Unexpected Crisis du Jour (Mar 13 2007)

Message boards : Technical News : Unexpected Crisis du Jour (Mar 13 2007)
Message board moderation

To post messages, you must log in.

AuthorMessage
Profile Matt Lebofsky
Volunteer moderator
Project administrator
Project developer
Project scientist
Avatar

Send message
Joined: 1 Mar 99
Posts: 1444
Credit: 957,058
RAC: 0
United States
Message 530887 - Posted: 13 Mar 2007, 22:42:21 UTC

We had the usual database outage, this time exercising the new replica. We stopped the project and confirmed all the table counts matched. That gave me warm fuzzies. We then simultaneously compressed the tables on the master while backing up to disk from the replica. Doing these things in parallel would have normally shortened the length of the outage...

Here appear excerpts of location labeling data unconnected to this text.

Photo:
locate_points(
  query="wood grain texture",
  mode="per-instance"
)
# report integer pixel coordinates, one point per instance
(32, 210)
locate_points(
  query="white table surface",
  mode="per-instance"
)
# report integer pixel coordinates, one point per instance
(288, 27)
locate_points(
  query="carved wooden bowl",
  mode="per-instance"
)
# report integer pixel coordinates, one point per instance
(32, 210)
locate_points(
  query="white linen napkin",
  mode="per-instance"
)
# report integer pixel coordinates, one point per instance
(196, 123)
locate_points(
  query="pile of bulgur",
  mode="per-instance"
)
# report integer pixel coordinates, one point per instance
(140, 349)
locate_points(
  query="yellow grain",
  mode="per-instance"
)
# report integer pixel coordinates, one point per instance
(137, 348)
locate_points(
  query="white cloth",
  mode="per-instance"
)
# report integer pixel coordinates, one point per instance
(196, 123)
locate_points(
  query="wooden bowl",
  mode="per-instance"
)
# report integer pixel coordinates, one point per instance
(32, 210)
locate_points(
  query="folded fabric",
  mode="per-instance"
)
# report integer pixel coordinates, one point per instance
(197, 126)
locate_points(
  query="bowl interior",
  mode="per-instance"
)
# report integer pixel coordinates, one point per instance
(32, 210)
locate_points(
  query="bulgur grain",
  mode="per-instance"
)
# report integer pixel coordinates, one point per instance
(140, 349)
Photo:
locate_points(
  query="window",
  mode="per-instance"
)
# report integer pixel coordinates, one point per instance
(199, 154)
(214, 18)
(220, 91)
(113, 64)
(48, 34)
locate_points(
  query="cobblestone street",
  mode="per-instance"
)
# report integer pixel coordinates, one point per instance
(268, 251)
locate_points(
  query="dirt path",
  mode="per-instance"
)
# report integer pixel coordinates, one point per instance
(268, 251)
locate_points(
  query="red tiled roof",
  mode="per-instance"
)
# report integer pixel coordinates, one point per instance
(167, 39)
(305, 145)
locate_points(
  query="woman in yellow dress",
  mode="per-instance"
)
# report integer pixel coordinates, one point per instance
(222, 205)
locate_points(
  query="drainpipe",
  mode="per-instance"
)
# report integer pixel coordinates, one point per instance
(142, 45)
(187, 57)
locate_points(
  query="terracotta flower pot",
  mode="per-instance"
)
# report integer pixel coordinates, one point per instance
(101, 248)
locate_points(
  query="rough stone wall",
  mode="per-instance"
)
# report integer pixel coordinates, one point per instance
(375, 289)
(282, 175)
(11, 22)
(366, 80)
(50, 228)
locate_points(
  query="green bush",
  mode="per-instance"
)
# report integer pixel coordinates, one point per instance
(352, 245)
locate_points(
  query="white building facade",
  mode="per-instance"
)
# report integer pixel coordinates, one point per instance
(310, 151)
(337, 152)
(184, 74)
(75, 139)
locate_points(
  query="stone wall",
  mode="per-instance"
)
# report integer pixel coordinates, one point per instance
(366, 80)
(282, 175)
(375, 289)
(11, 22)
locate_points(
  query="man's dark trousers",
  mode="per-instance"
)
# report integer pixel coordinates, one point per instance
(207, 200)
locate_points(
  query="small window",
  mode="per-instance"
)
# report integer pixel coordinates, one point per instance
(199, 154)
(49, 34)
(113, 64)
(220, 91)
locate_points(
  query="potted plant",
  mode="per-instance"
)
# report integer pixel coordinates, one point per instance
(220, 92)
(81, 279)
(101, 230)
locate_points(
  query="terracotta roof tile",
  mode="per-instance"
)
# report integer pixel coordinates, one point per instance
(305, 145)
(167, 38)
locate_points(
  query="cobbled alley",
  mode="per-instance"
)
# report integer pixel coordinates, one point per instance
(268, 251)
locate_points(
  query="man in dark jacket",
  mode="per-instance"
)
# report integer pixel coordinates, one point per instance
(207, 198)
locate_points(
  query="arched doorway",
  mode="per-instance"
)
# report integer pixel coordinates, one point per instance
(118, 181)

But Jeff and I took this opportunity to clean up the closet. It's a mess in there and we're trying to get rid of unused junk to make way for new stuff. Today we kept it simple: remove the switch/firewall used for our (now defunct) Cogent link, and move the current set of routers/switches into one general location on the rack so wires won't be all over the place. The latter required power cycling the router which is our end of the tunnel from our current ISP (Hurricane Electric). Upon reboot, packet traffic wasn't passing through at all.

Well, that's not entirely true - packets were going through (in both directions) but more or less stopping dead after that. It was a total mystery. A five minute reboot became a four hour detective case. Jeff and I pored through IOS manuals and configurations, testing this, rebooting that, and googling our way into and out of several red herrings.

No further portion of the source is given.